Godwin Isenyo, Kaduna
the Consumer Protection Council has said it will collaborate with the National Agency for Food and Drug Administration and Control and the Standards Organisation of Nigeria to ensure that fake and adulterated goods are stamped out of the country.
The Director-General, CPC, Babatunde Irukera, stated that a legislation that would impose stiffer penalties on sellers of fake and manufacturers of adulterated products was in the offing.
Irukera spoke with journalists after he paid courtesy call on the Kaduna State Governor, Malam Nasir el-Rufai, at the Sir Kashim Ibrahim House in Kaduna, the state capital.
Irukera stated, “Just last week, I had a meeting with the DG NAFDAC. One of the subjects of our meeting was that there should be a state of emergency in the food and drug sector.
“We are working very hard to provide a strong support and advocacy for the legislation to see the light of the day.”

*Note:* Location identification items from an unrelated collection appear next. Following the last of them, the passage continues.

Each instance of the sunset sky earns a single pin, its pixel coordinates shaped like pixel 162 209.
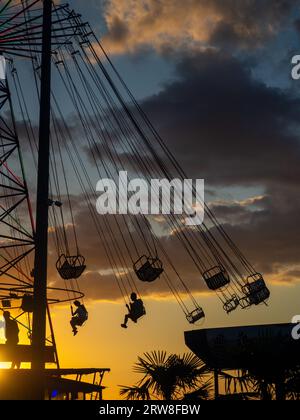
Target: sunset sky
pixel 214 77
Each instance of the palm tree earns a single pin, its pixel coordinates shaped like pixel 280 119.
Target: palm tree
pixel 168 377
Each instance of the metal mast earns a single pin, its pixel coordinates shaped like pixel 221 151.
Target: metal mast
pixel 41 238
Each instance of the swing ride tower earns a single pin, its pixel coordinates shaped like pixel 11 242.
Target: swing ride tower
pixel 115 135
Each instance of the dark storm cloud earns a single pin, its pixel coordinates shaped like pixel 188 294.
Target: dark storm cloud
pixel 227 127
pixel 192 24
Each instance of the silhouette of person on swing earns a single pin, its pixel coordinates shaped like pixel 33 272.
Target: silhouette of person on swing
pixel 78 317
pixel 135 310
pixel 12 336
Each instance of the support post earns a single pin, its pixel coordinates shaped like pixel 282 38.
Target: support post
pixel 41 237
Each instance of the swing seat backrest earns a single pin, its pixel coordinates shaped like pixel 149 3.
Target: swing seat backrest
pixel 195 316
pixel 70 267
pixel 216 278
pixel 148 269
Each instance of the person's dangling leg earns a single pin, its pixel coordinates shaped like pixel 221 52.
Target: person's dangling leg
pixel 73 325
pixel 124 325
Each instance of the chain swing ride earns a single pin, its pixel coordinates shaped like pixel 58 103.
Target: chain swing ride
pixel 112 134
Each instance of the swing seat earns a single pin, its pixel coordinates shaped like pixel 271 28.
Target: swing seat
pixel 216 278
pixel 27 303
pixel 6 303
pixel 255 290
pixel 195 316
pixel 231 304
pixel 148 269
pixel 70 267
pixel 138 314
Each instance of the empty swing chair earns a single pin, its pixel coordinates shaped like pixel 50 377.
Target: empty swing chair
pixel 195 315
pixel 231 304
pixel 216 278
pixel 70 267
pixel 255 290
pixel 148 269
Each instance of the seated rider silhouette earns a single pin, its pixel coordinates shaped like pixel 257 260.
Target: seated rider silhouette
pixel 79 316
pixel 136 310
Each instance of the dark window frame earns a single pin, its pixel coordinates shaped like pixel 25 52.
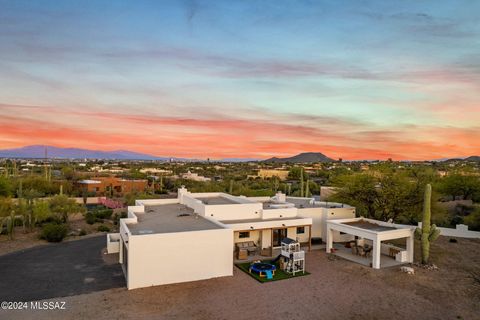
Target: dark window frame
pixel 244 234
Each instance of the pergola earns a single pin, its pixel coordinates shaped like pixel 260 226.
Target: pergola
pixel 374 230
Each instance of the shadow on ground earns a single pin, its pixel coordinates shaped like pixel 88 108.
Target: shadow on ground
pixel 58 270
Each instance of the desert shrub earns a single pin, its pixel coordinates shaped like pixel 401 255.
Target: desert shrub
pixel 473 220
pixel 53 232
pixel 103 228
pixel 117 217
pixel 90 218
pixel 103 213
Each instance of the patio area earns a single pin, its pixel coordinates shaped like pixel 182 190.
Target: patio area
pixel 375 236
pixel 346 253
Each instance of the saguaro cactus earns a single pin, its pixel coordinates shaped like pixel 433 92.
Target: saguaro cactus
pixel 301 182
pixel 427 233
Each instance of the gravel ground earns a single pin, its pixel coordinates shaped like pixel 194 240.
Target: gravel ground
pixel 336 289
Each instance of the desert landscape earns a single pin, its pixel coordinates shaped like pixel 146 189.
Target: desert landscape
pixel 335 289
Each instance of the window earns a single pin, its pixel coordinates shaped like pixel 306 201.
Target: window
pixel 243 235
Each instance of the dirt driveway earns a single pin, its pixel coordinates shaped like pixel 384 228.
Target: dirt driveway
pixel 58 270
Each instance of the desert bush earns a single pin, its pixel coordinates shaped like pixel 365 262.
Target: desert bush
pixel 53 232
pixel 103 228
pixel 90 218
pixel 117 217
pixel 103 213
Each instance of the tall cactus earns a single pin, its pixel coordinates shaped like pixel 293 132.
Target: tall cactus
pixel 427 233
pixel 301 182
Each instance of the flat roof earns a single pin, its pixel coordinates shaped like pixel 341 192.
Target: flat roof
pixel 305 203
pixel 363 224
pixel 259 220
pixel 216 200
pixel 89 181
pixel 169 218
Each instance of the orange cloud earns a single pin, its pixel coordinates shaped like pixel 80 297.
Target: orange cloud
pixel 231 137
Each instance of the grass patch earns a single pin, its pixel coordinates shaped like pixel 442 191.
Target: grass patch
pixel 279 274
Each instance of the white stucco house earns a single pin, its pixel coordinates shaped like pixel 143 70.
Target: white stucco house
pixel 195 236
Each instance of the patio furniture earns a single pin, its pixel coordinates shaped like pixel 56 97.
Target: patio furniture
pixel 367 251
pixel 392 252
pixel 353 245
pixel 242 254
pixel 361 251
pixel 250 246
pixel 263 269
pixel 266 252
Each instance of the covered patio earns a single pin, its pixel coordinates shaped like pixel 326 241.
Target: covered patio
pixel 370 241
pixel 257 243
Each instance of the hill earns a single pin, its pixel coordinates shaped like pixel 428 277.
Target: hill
pixel 303 158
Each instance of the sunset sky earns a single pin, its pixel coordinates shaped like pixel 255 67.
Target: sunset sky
pixel 246 79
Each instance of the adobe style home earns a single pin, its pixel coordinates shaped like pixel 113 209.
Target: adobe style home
pixel 199 235
pixel 102 186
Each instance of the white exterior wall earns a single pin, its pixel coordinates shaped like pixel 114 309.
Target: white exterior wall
pixel 279 213
pixel 158 259
pixel 317 215
pixel 266 238
pixel 254 236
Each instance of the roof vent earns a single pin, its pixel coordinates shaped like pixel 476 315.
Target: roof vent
pixel 184 215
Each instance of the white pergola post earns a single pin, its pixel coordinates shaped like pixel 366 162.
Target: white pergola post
pixel 376 253
pixel 329 240
pixel 410 246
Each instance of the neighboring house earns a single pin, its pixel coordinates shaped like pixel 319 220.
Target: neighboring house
pixel 326 192
pixel 156 171
pixel 270 173
pixel 195 236
pixel 194 176
pixel 101 186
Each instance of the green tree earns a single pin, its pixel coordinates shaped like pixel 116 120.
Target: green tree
pixel 41 211
pixel 7 216
pixel 5 187
pixel 457 185
pixel 358 191
pixel 64 207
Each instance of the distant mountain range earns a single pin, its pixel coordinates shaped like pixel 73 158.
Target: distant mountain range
pixel 303 158
pixel 38 151
pixel 472 158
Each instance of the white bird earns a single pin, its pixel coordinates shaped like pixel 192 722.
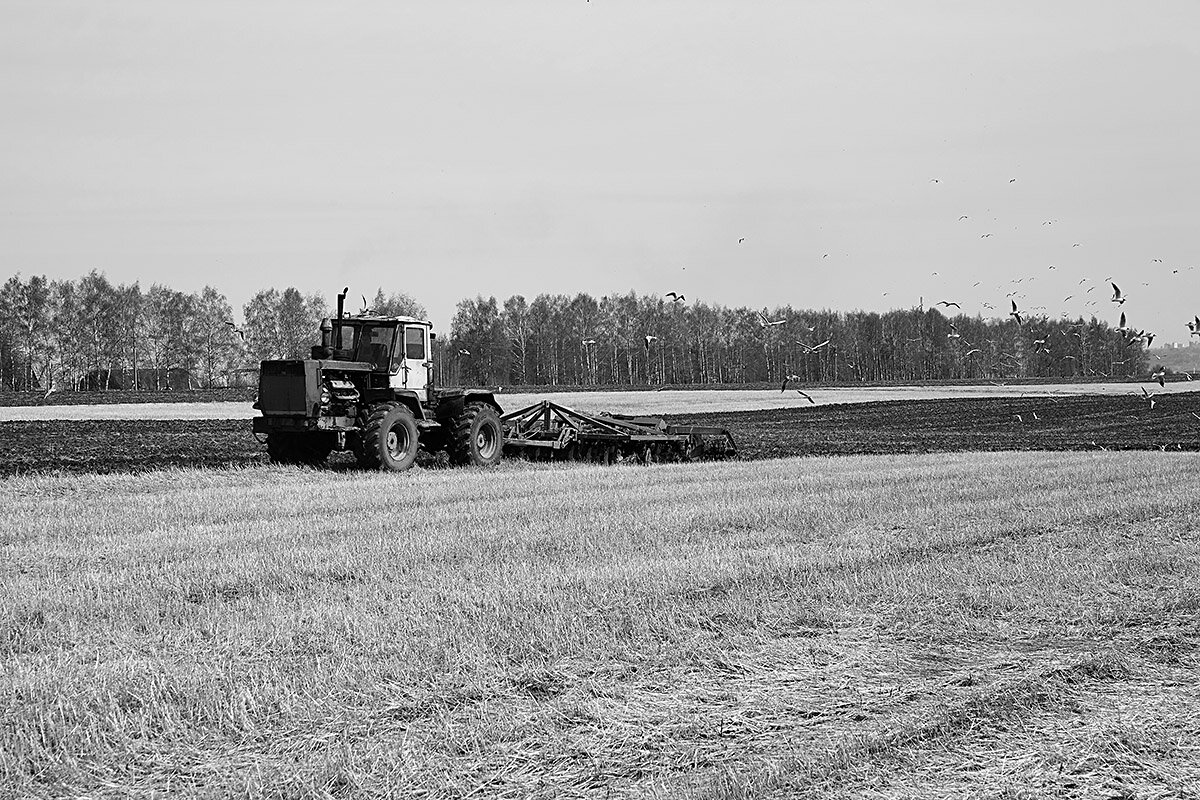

According to him, if eventually the legislation scales through, it will provide stiffer penalties for people who sell and manufacture fake and adulterated products.
He added that beyond the legislation, the council was working on creating collaboration between the regulators like SON, NAFDAC and the CPC.
“I am sure in the coming weeks, there will be a joint enforcement initiative,” he said.
Earlier, during a courtesy call on el-Rufai, the DG explained that the purpose of the visit was to brief the governor about the quality assurance campaign, which the CPC was embarking upon in collaboration with United Nations Industrial Development Organisation.
He said Kaduna was the second state his team was visiting because of its population, size and strategic importance to the campaign.
According to the DG, the campaign is about educating the public not to be complacent about the goods and services at their disposal, as the people have the right to demand and insist on quality.
Responding, el-Rufai contended that the rights of the consumers were not adequately being protected and described the campaign as apt.
He said, “To me, when you are talking about consumer protection, I used to think it is all about good products and services. My mind didn’t go to education. I don’t think today consumers in the country are adequately protected in terms of the products they use and the services being rendered.
“If we take the area of goods being floated in our markets or the building industry, there is much to be desired. Today, poor products are everywhere. We have witnessed the collapse of buildings occasioned by substandard materials.”
Represented by his deputy, Mr. Barnabas Yusuf Bala, the governor stated that substandard materials and services abound everywhere, adding that the state was ready to support the council to achieve its objective.